Beni bir eski Sivas evine götürseniz Bir aydınlık serin avlusu olsa,

Bahçesinde yorgun salkım söğütler Ve bir kuyusu olsa (Bâkiler, 1987: 30)

Bâkiler’in gitmeyi düşlediği eski Sivas evi, geçmiş günlerin hazinelerini koruyan bir mekândır. Modern yaşamın yarattığı evsizlik duygusu, geçmişe ait evlerin hatırlanmasıyla evin, kazanılmış şeyleri koruyan ve bunları sürekli kılan özelliğine geri dönmeye de vesiledir. Şairin, Nerdesiniz isimli şiirindeki ev sokağın her türlü fizikî, sosyal ve kültürel olumsuzluklarına karşı korunabilecek bir barınak ve sığınak olarak nitelendirilmektedir: “Ey çocukluk günlerimi süsleyen sofalarım / Avlularım nerdesiniz?” (Bâkiler, 1977: 60)

Evin, düş kurarak yeniden yaşatılması Bachelard’ın deyimiyle, evin bir “dünya köşesi”, “ilk evren” olarak nitelendirilmesine bağlanabilir. Bachelard’a göre ev, “gerçek bir kozmostur” (Bachelard, 1996: 32). Bu kozmostan yani evden/yurttan çıkmak kaosa düşmektir. Külebi, Tokat’a Girerken adlı şiirinde sonsuzluğa Anadolu’dan kök salmayı ister:

Alın beni bırakın o vadiye

Belki yüzyıllarca yaşarım. (Külebi, 1997:126)

Bu durum, gurbet duygusunun vardığı son nokta olarak değerlendirilebilir. Bulunduğu yerde düşler aracılığıyla geçmişe, evine dönen Bâkiler de anılarını, düşlerini ve sonsuzluğu barındıran evinde bir dünya köşesine kök salmak ister:

Beni bir eski Sivas evine bir gün eğer Götürseniz, çocuklaşır, şaşarım

Eşiklerini bile öperim birer birer

Sanki bin yıl yaşarım (Bâkiler, 1987: 30)
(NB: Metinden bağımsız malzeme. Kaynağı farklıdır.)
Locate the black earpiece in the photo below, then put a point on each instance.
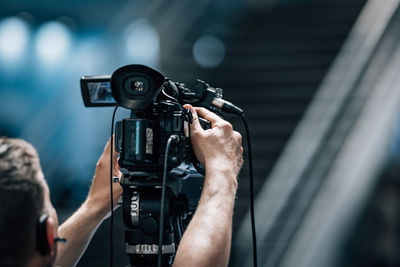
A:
(41, 236)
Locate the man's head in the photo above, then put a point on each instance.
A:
(24, 198)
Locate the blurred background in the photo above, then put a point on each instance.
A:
(318, 80)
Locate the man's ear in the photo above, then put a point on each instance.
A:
(50, 233)
(45, 234)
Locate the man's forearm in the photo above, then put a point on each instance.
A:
(78, 230)
(207, 239)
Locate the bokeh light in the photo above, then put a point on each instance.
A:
(14, 36)
(53, 42)
(142, 43)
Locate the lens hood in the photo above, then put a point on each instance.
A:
(135, 86)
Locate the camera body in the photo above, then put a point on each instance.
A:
(157, 113)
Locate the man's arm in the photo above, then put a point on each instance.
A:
(80, 227)
(207, 240)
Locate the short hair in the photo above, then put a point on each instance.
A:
(21, 201)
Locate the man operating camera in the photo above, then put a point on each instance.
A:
(29, 225)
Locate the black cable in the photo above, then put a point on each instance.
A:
(253, 225)
(171, 139)
(111, 191)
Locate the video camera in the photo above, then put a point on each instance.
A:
(155, 140)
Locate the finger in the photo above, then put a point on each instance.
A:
(210, 116)
(195, 125)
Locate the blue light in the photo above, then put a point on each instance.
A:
(209, 51)
(14, 36)
(53, 42)
(142, 43)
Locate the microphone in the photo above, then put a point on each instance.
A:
(226, 106)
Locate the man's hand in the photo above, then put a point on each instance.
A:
(218, 148)
(80, 227)
(207, 239)
(99, 194)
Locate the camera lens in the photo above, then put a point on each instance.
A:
(136, 86)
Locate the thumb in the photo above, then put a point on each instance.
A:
(195, 125)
Külebi ve Bâkiler’in gurbet şiirlerinde ev/yurttan ayrılmanın getirdiği boşluk yoğun olarak hissedilmektedir. Bu şiirlerde şehrin kültürel anlamda insanı değiştirmesi söz konusudur. Büyük şehrin bir anlamda bu yok edici özelliğini aşmak barınılan yerden

geçmişe, o ilk sıcaklığa dönmekle mümkündür. Böylece, “insan, madde dünyasının oluşturduğu cennetin o çok ılık maddesinin bir parçası haline gelir” (Bachelard, 1996: 35). Evin hatırlanması, içindeki anıları saklı olan yerlerinden çıkarır. Dolayısıyla ev, geçmişi şimdide yaşatan bir değer haline gelir. Eski Ramazanlar ve Çocukluğum adlı şiirinde Bâkiler’in çocukluk günlerine/evine geri dönmek istemesi bu anlamda değerlendirilebilir:

Çıkıp gitsem diyorum şimdi bir gece Hiç kimse bilmese yerimi.